“Now I will destroy the whole world.”
– What Bokonists say when they commit suicide, Cat’s Cradle, Chapter 106
You’d think a story about the end of the world – not just the world of one person, or human civilization, but all life on the planet – would be a grim affair, but Kurt Vonnegut’s Cat’s Cradle is replete with wit, wry humour, and a touching compassion for human frailty.
Vonnegut’s book is no bright dystopia, like the one portrayed in Aldous Huxley’s Brave New World, nor is it as unrelentingly dark as George Orwell’s 1984. It’s our world that Vonnegut so amusingly satirizes, a world in which human beings are awfully proficient at creating doomsday devices (atomic bombs, religions), and lying to themselves.
Many have said this is a story about the insanity of the Cold War, but I think it’s a short history of human stupidity. And it is as relevant today as it was when it was first published in 1963. The plot follows a narrator who is writing a book about one of the creators of the atomic bomb and in the process discovers the scientist has also made Ice-9, a substance with the potential to turn all water into solid ice. Why invent such a dangerous thing? Come on, science can’t be held back by such existential worries – it’s progress, baby.
Our world is beset with climate change caused by our technologies. As a species, we’re on the cusp of massive changes that could exceed the pace of evolution – whether from genetic engineering or through fusing our biology with information technology – and this is precisely the kind of book that everyone needs to read.
We need to think about what we are doing with our scientific power, not just proceed blindly.
Cat’s Cradle is also the book that helped me find a way I could be a writer: it’s literary, but it plays with science fictional tropes; it’s funny, but there’s a point to it all. In it he invents a religion, Bokonism, that is both humane and ironic, and that puts the lie to all other human religions. Vonnegut spoofs geopolitics as easily as he skewers human egocentrism. And he does it all with humour and prose that’s accessible and well crafted. It’s deceptively simple, in fact. You can’t help but be moved, and then you think, “How did he do that?”

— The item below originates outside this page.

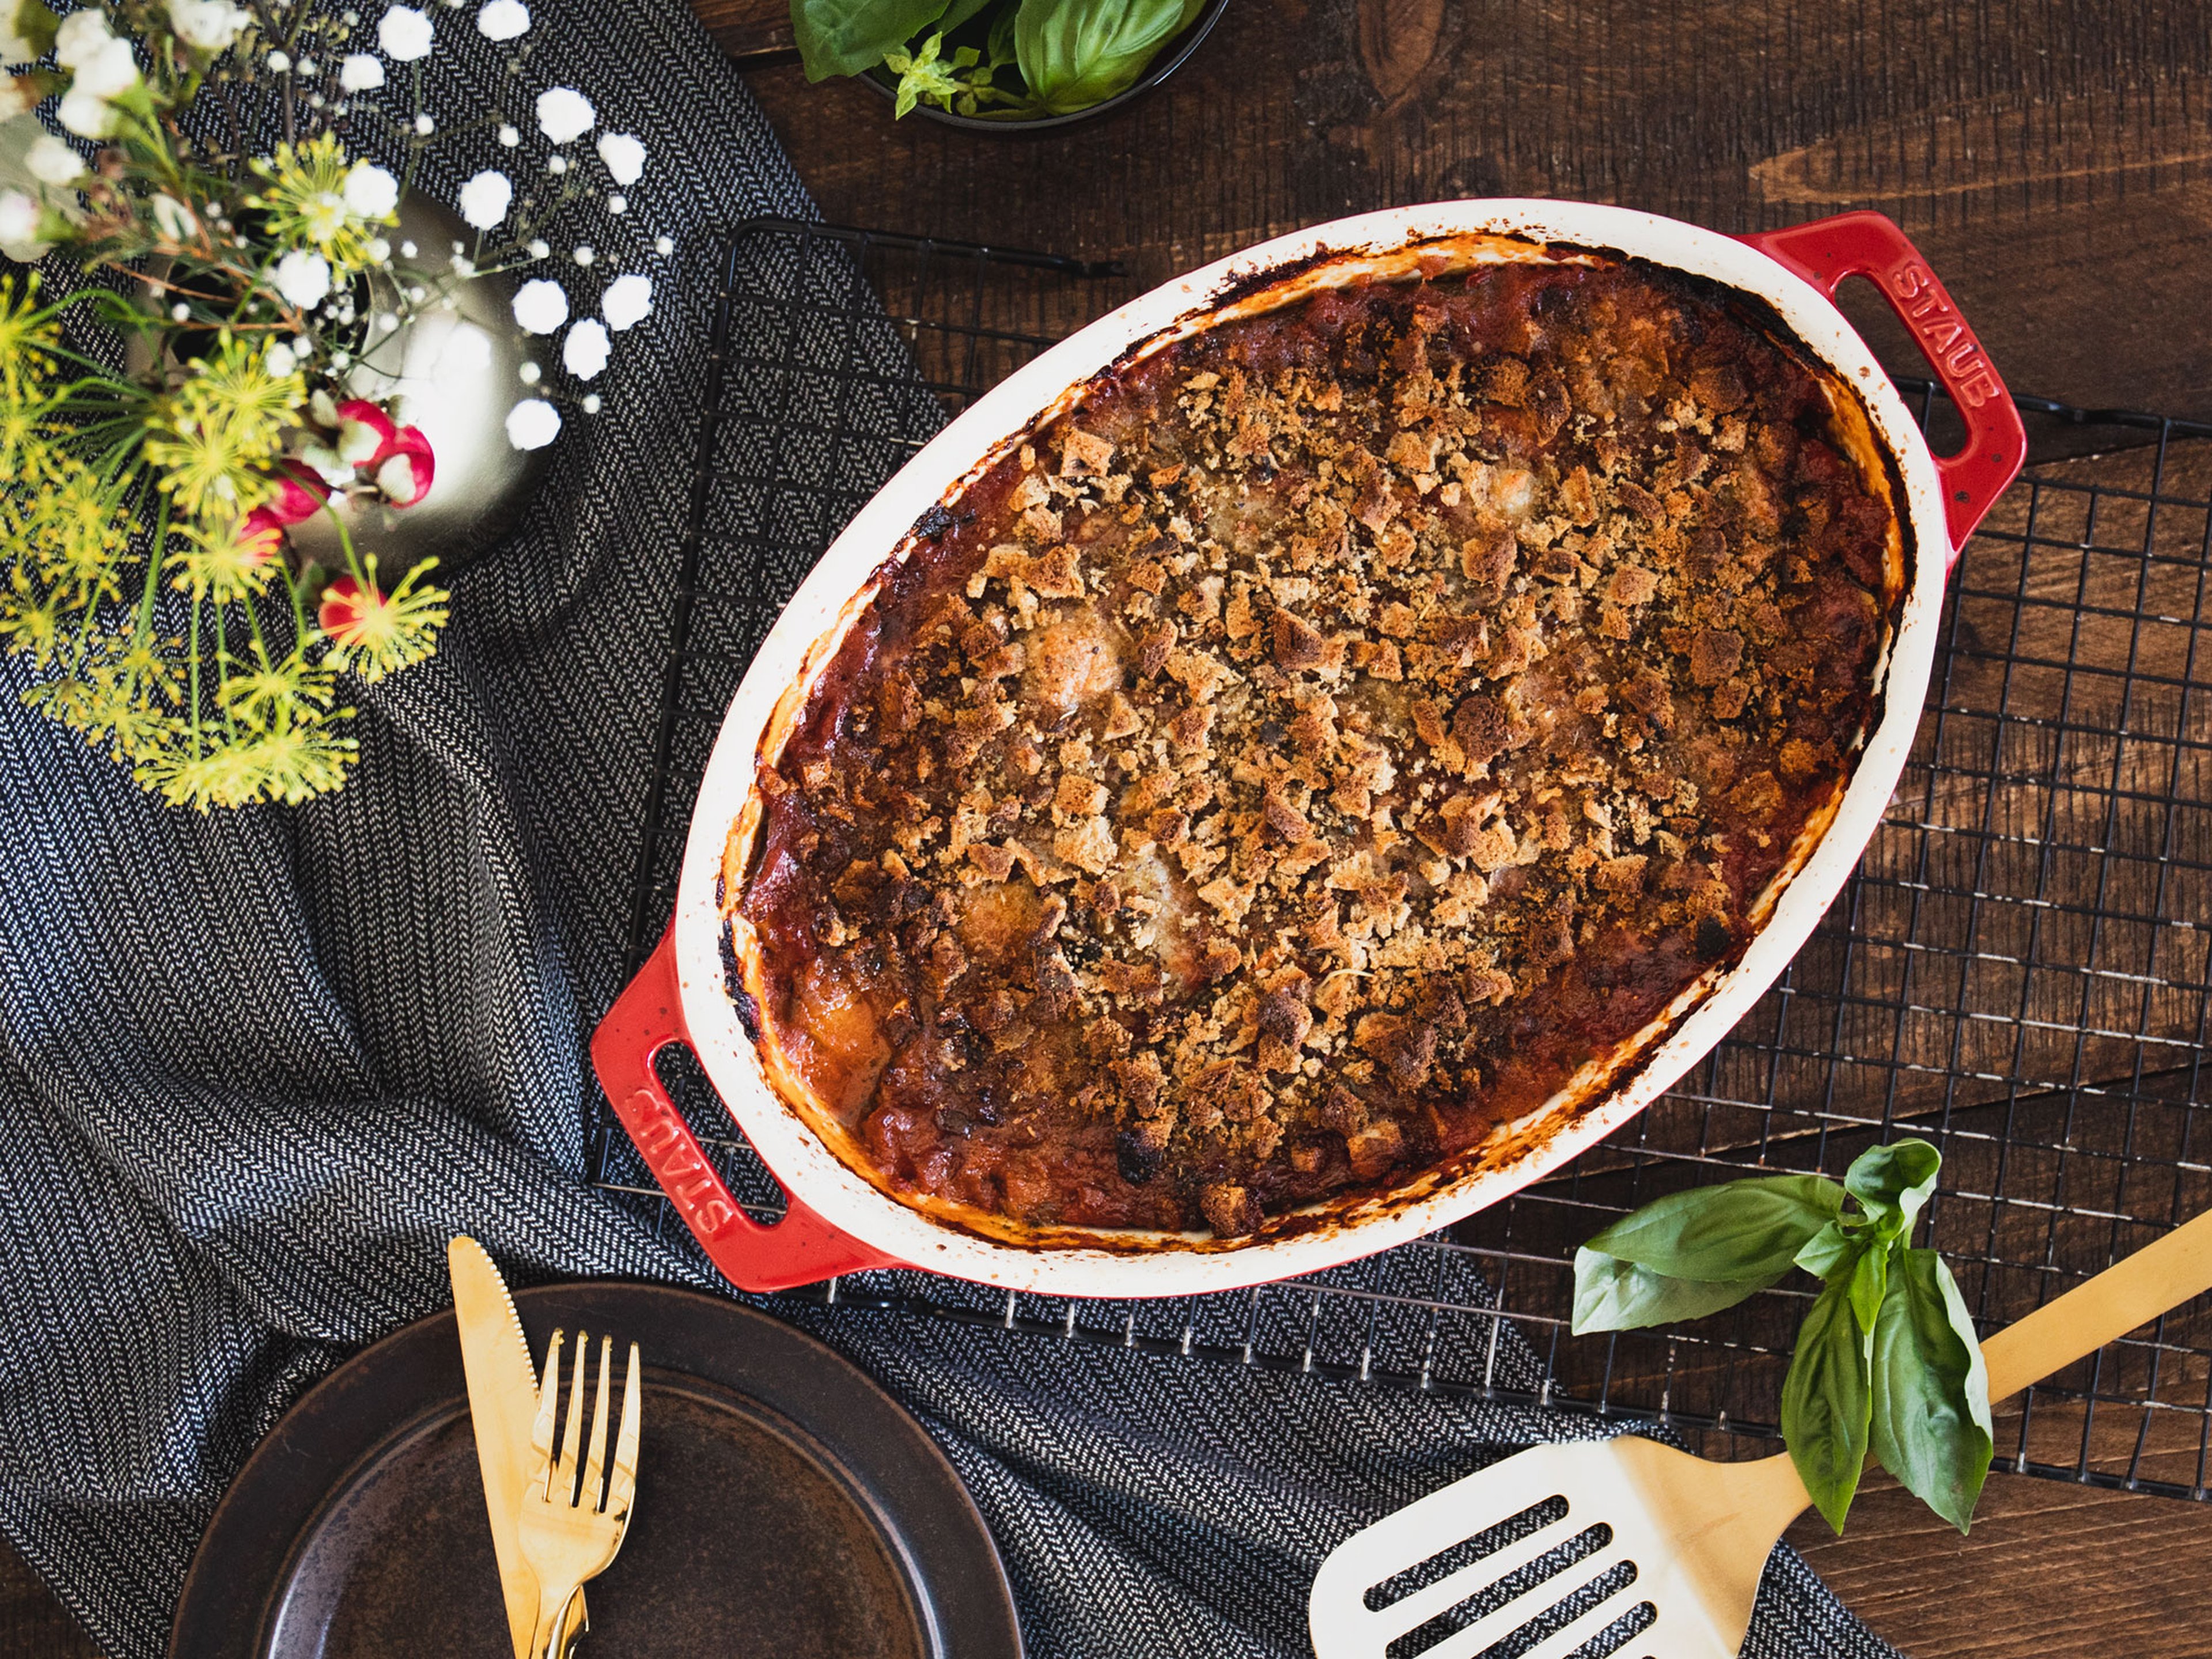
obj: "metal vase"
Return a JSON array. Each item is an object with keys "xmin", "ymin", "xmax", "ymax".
[{"xmin": 285, "ymin": 192, "xmax": 553, "ymax": 579}]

The short chapters are perfect for today’s attention-deficit-disordered readers (at least, until we have our concentration chips implanted), so it works as a book that everyone at university could read.
Not to mention all the great ideas (foma: a harmless untruth) and kickass existential “Calypso” lyrics from the Book of Bokonon:
Tiger got to hunt,
Bird got to fly;
Man got to wonder, “Why, why, why?”
Tiger got to sleep,
Bird got to land;
Man got to tell himself, he understand.
Enrich your understanding with a bit of satire!